Civil society groups, including citizen data platform LaporCovid-19 and health think-tank Centre for Indonesia's Strategic Development Initiatives, have objected to the plan to roll out booster shots as the government has yet to fulfil its goal of inoculating 70 per cent of its targeted population, or 208.3 million people.
So far only 113 million, or 54.3 per cent, have been fully inoculated, based on the Health Ministry's figures, and disparity in vaccination coverage across the vast archipelago remains.
The groups have also demanded that the government scrap the self-paid vaccination programme that they say will hinder equal rights and access to vaccines.
From August to December, LaporCovid-19 had received more than 300 citizen reports on obstacles in getting inoculated, such as shortage of vaccine supply in their regions, and abuses of booster jabs.
Mr Firdaus Ferdiansyah, LaporCovid-19 coordinator for citizen advocacy and reports, demanded that the government focus on fully vaccinating 70 per cent to 80 per cent of the population by prioritising vulnerable groups, including the elderly.
"If the booster vaccine plan is executed, it will create new problems.
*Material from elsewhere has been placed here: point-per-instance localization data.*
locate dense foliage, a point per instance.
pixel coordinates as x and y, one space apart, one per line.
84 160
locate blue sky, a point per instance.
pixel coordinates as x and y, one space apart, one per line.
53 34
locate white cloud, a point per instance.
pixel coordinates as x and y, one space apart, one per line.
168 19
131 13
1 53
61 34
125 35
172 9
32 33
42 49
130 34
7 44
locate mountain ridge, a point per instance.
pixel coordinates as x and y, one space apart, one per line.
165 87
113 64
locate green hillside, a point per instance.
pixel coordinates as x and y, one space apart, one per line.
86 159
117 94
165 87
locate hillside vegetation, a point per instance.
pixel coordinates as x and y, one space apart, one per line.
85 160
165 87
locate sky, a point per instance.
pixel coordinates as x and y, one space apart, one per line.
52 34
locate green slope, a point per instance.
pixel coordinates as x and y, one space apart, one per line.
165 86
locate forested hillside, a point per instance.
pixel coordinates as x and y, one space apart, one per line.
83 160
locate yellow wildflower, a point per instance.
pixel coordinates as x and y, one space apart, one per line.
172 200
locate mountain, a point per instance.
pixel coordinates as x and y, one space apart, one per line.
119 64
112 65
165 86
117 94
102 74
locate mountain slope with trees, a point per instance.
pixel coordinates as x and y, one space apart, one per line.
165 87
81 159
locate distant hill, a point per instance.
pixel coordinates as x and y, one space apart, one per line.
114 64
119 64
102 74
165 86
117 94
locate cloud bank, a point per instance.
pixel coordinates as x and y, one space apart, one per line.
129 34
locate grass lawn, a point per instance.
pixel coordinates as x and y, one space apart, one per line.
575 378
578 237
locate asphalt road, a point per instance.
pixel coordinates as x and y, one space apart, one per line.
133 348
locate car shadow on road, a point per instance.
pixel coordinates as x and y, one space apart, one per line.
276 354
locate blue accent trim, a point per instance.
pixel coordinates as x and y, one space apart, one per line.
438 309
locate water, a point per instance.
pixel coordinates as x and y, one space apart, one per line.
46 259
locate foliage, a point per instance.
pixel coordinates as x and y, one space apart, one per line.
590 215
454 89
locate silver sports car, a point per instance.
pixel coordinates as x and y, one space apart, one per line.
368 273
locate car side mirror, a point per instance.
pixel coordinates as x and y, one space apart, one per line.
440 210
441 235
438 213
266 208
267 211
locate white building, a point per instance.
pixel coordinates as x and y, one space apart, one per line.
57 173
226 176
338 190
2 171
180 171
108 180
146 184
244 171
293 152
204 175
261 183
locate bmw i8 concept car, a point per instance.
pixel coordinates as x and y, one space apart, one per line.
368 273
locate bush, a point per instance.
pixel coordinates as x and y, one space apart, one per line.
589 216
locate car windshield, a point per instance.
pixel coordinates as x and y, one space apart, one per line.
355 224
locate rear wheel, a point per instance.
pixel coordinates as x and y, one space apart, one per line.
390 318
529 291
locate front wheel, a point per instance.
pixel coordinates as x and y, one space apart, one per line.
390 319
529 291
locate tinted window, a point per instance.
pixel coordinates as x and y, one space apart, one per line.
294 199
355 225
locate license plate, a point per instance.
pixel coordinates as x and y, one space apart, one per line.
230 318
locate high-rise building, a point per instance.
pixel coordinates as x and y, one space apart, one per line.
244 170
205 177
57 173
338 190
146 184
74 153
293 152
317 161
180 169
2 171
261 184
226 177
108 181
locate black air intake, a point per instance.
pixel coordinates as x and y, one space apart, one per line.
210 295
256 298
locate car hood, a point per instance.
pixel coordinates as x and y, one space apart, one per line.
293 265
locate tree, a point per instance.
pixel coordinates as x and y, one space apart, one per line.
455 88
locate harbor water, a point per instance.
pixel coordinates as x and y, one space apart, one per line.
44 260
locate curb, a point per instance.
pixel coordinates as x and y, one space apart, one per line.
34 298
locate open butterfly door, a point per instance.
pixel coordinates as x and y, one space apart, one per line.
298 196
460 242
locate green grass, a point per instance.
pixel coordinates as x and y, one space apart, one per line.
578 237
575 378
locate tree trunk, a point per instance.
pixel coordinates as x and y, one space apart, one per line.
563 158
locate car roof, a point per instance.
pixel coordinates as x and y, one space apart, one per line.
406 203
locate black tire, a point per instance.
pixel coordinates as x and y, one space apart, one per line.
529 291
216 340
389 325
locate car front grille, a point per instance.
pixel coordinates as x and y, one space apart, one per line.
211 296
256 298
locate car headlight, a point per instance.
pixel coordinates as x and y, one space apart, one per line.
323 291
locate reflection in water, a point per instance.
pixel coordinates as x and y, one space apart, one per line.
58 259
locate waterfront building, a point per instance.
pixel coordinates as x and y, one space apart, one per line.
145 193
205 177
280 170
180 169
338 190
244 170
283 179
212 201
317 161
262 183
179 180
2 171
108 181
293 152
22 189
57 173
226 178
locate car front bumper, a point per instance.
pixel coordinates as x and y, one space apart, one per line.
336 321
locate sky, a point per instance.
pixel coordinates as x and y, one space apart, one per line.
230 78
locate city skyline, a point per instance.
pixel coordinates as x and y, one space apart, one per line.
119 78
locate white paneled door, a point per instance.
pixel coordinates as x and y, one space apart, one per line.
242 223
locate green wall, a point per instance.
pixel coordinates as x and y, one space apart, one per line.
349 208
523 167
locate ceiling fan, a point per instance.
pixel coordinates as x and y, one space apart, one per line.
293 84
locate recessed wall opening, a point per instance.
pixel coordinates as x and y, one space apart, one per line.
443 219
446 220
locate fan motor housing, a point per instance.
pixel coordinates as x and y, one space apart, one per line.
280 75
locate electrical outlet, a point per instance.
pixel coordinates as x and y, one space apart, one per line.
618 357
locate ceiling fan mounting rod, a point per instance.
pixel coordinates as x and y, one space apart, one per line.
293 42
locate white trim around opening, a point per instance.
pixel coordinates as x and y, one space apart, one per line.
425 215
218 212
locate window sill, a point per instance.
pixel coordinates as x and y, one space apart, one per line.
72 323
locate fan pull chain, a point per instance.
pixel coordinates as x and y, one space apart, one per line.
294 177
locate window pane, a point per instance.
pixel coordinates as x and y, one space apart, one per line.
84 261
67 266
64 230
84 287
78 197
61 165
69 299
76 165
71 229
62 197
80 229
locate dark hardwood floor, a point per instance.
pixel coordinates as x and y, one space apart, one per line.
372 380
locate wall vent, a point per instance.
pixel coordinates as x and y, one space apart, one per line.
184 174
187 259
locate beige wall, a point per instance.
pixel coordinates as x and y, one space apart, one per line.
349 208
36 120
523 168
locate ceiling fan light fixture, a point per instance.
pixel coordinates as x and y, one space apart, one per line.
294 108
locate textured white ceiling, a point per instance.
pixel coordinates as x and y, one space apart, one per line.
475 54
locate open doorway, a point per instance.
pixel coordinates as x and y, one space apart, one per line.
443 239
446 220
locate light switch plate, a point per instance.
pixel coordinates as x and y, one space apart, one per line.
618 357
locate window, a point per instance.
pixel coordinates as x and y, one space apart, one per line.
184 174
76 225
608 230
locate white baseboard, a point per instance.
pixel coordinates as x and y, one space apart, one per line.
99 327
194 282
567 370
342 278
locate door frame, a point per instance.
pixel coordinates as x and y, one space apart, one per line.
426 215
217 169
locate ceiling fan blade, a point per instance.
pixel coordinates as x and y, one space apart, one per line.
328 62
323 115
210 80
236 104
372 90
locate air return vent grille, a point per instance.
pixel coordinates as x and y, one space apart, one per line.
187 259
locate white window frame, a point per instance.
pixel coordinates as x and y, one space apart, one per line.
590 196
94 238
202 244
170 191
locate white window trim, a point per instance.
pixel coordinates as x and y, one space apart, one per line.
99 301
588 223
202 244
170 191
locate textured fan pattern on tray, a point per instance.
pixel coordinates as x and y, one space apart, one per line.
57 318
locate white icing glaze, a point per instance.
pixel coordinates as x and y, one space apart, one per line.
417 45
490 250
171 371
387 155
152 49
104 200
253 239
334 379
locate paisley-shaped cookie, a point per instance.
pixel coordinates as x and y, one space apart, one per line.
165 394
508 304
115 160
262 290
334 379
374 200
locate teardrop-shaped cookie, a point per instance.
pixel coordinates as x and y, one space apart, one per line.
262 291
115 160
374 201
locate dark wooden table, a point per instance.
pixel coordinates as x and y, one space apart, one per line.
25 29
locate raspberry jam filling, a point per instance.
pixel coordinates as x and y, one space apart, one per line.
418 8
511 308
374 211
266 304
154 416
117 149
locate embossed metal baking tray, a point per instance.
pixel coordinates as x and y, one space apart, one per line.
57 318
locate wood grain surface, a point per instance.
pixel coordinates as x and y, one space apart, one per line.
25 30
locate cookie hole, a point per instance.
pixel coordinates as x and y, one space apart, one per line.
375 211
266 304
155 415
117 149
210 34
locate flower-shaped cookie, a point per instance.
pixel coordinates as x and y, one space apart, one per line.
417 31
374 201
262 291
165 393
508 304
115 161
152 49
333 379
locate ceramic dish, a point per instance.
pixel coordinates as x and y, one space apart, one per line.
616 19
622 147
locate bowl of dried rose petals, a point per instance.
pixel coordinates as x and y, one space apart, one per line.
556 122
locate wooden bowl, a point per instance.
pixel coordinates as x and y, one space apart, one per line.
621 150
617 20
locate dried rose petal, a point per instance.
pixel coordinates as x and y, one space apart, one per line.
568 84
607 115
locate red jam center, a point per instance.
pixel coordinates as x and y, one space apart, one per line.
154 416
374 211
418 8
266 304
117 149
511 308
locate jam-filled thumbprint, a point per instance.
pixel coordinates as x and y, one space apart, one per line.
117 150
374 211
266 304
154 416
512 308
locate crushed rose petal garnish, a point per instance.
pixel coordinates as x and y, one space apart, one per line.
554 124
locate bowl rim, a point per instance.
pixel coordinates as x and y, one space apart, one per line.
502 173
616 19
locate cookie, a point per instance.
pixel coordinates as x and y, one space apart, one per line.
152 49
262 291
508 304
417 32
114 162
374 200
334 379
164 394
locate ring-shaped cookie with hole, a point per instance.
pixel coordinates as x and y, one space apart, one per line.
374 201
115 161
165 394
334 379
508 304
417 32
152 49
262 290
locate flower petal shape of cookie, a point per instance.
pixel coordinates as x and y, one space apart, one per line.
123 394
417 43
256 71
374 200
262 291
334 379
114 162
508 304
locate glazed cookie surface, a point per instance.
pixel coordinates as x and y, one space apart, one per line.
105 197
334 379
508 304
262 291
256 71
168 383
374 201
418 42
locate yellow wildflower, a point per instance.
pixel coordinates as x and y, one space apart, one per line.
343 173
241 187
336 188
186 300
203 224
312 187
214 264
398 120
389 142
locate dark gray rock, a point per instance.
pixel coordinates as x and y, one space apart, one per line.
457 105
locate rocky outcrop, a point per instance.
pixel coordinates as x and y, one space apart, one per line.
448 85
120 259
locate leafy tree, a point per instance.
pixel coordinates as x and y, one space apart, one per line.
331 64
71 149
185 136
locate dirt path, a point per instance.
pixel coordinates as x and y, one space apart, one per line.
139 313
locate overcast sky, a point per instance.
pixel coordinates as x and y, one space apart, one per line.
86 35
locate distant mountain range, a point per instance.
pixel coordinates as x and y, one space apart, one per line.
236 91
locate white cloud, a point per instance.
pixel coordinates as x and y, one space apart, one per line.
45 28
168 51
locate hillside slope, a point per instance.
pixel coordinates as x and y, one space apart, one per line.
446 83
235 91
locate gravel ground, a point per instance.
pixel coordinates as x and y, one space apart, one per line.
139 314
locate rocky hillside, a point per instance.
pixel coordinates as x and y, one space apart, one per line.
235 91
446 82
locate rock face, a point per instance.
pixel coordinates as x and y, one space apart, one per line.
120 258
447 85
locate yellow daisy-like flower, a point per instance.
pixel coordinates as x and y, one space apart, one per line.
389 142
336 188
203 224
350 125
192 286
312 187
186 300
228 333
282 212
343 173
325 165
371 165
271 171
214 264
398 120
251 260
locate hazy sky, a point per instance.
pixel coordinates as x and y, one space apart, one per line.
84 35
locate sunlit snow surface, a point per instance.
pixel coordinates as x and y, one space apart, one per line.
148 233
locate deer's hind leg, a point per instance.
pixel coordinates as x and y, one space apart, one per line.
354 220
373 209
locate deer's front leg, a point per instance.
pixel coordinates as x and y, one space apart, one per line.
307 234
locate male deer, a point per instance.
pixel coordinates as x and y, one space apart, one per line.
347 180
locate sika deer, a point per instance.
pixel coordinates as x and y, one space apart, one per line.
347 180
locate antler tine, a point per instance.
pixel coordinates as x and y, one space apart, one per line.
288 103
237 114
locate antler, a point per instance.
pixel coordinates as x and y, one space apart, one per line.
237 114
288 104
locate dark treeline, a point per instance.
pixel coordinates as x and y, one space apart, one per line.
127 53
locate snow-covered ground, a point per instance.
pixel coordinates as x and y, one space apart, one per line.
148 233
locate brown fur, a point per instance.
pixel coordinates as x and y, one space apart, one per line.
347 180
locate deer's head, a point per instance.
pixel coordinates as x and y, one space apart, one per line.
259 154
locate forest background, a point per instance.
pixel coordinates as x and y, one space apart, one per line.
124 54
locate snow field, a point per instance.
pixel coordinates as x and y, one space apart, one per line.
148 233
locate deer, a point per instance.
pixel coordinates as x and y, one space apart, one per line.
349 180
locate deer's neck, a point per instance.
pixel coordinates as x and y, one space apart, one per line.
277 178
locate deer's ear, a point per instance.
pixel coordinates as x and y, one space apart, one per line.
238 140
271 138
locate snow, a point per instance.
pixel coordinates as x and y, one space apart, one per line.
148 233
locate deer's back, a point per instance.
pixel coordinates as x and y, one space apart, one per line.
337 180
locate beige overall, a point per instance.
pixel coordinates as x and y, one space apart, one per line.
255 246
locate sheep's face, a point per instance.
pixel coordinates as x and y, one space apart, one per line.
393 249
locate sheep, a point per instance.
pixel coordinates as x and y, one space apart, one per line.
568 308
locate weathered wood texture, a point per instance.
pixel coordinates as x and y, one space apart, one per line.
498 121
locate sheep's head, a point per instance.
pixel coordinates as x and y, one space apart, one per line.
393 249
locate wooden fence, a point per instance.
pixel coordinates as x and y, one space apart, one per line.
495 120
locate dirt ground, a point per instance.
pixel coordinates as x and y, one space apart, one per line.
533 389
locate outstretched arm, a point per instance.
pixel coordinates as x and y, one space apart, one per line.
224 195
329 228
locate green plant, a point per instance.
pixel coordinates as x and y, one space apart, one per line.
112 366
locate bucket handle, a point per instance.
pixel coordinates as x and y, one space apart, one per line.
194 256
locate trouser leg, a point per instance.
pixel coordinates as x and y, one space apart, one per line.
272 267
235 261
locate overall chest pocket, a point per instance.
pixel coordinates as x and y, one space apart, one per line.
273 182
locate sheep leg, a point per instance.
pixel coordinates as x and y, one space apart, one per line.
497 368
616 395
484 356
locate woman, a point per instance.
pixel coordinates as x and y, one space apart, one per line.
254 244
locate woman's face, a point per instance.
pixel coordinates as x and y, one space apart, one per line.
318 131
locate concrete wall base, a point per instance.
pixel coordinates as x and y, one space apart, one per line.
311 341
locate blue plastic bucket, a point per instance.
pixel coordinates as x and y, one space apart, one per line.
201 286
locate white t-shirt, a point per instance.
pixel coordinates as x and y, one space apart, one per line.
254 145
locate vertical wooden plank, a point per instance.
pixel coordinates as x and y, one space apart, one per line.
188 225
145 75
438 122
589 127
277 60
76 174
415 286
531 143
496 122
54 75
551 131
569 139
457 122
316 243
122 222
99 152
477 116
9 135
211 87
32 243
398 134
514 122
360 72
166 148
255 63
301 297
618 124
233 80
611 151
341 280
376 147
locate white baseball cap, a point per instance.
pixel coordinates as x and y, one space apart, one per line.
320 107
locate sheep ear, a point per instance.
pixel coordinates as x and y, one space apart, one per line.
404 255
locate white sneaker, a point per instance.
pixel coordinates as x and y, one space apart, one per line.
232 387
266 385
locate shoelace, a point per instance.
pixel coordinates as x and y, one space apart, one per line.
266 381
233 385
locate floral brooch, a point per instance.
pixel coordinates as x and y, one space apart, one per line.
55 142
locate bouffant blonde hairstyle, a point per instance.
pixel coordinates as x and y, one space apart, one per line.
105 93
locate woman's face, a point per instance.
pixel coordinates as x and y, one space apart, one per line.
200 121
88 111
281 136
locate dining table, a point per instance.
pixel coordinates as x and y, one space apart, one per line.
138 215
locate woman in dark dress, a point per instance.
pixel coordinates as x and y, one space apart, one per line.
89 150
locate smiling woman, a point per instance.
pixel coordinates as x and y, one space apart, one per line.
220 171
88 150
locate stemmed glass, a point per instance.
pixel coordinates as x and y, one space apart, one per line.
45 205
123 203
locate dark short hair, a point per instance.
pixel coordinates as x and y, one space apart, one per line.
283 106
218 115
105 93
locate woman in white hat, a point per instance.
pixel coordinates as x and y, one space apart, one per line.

With limited vaccine supply, there's a risk of ignoring full vaccination equity and marginalising vulnerable groups that should get the priority," he told The Straits Times.
Griffith University's epidemiologist Dicky Budiman noted that the booster vaccine roll-out will be vital to protecting vulnerable groups in the wake of the Omicron variant.
However, he told ST: "If the vaccine supply is insufficient, the priority should be to finish giving (the people) two doses first."
Epidemiologist Windhu Purnomo from Airlangga University shared a similar view, saying that there is a risk of diversion of shots that should be given to some 40 per cent of those not fully vaccinated to those taking booster jabs.
"If we use the supply that should go to those who have not been fully vaccinated, there will be many people who will not obtain full doses," he told ST.
Both Dr Dicky and Dr Windhu agreed that booster shots should be prioritised for high-risk groups, especially the elderly, if the vaccine supply suffices.
The Health Ministry's vaccination spokesman, Dr Siti Nadia Tarmizi, acknowledged that the availability of vaccines is the main issue.
"We don't want the population that should be inoculated to attain herd immunity... (to be deprived of) their jabs because the vaccine supply is used as boosters," she said.